It is winter. The heat buttons are manipulated too high and directed to our feet and faces. Halfway through our trip, we are en route to Milwaukee in standard Windy City traffic. Fortunately, for me, my partner in crime has offered to captain the car on this leg of the journey.

Our throats and mouth become parched. Sunglasses and liquid tears in a bottle help me keep my eyes open to the heated air. Hydration is sucked from a water bottle to avoid hoarseness and allow strained conversation.

We hit the Skyway Toll Road and I realize my urostomy bag is getting heavy. It’s not an urgency as much as it is psychological anxiety. There is no place to stop; no place to pee!

It conjures up images of previous close calls and preventable leaks I’ve suffered in the past ten years. I scroll through a few cerebral checkpoints including the date I last changed my appliance (3 days), and an inventory of the change of clothes, wafers, and bags in my duffle bag. I’m well hydrated trying to erase the cotton in my mouth, which now tastes even dryer.

I wonder if I should inform my wife, the driver, or if I should hope the bag and wafer are well constructed and still adherent enough to withstand over-stuffing. This intimate discussion with my partner of my needy toilet habits isn’t new. In fact, it gets really old!
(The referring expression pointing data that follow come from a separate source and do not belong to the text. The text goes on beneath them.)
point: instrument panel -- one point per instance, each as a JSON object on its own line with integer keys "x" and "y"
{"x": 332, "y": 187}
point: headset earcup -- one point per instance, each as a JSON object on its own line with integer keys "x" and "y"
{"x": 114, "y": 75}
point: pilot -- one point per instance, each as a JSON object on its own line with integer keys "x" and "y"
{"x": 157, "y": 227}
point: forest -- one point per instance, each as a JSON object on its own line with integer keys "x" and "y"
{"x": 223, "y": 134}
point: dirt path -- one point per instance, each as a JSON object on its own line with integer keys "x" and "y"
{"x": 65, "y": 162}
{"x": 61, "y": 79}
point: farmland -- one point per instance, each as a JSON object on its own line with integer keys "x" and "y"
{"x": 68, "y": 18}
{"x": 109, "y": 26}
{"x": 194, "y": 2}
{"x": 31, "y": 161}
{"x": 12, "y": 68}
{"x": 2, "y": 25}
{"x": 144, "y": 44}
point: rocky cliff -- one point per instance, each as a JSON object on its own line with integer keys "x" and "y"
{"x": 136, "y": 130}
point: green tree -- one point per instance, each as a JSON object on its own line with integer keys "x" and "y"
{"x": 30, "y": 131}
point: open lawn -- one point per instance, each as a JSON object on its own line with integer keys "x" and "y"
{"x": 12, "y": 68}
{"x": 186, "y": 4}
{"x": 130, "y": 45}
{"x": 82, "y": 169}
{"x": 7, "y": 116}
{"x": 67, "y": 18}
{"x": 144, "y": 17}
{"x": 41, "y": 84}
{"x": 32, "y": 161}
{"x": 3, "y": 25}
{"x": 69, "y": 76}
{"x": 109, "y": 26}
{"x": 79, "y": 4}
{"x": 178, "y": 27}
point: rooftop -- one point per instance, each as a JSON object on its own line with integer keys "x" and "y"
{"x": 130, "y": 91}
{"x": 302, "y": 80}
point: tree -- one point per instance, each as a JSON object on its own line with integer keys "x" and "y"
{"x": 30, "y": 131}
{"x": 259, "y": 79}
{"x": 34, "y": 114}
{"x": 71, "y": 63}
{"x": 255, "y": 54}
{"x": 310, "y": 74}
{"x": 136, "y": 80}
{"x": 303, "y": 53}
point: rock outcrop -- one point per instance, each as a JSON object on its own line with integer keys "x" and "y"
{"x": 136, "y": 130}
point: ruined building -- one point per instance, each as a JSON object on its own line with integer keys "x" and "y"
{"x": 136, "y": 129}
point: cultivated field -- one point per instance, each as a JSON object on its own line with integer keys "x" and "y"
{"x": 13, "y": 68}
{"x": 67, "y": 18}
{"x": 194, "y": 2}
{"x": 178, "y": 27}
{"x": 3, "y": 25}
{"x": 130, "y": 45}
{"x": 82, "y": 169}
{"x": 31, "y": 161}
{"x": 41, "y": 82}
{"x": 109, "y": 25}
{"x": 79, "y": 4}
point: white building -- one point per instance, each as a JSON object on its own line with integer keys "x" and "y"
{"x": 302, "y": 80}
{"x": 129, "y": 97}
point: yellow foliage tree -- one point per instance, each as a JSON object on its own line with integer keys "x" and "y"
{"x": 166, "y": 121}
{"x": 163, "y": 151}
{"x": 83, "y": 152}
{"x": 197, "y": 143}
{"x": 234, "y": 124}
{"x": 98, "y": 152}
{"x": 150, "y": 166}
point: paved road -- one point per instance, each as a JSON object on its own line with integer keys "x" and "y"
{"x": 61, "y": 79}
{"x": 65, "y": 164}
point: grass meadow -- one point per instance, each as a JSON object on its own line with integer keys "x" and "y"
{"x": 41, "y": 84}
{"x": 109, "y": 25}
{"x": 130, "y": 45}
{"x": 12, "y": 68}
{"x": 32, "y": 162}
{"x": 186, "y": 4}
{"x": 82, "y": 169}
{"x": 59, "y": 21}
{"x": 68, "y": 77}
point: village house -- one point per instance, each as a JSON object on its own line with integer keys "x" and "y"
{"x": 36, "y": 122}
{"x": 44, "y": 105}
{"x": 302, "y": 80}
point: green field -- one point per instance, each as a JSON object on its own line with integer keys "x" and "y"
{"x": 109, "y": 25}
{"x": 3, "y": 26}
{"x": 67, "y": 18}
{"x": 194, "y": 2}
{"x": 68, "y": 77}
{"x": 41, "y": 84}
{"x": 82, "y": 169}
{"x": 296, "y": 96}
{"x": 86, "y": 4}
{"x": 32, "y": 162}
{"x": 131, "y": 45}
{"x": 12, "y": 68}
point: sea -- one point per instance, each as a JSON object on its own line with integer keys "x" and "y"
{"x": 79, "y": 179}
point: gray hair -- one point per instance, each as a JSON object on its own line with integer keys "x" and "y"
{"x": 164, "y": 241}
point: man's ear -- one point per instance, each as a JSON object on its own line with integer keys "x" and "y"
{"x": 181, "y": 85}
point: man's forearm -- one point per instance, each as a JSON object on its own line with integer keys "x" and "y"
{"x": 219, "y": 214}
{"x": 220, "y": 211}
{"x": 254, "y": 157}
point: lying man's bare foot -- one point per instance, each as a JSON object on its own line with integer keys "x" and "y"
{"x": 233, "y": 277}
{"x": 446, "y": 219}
I dig around my immediate passenger compartment and locate an empty wide-mouthed sports drink bottle that importantly still has a cap.

The internal struggle continues as I periodically gently surveil the compressibility of the full bag. I finally admit my fallibility to my partner in crime at the steering wheel. She does her own quick analysis of the situation and asks, “what do you want me to do? There is no place to stop!”

I advise her about my plumbing solution, simple but detailed. She gets my vulnerability but again begs out of the situation.

Advised not to look, she keeps her eyes on the road while I deftly dispense the warm liquid into the waiting sports drink receptacle between my legs. A few misplaced small drips get neutralized by my trusty StomaCloak. I remember to firmly replace the bottle cap before breathing a sigh of relief and smiling at a job well done!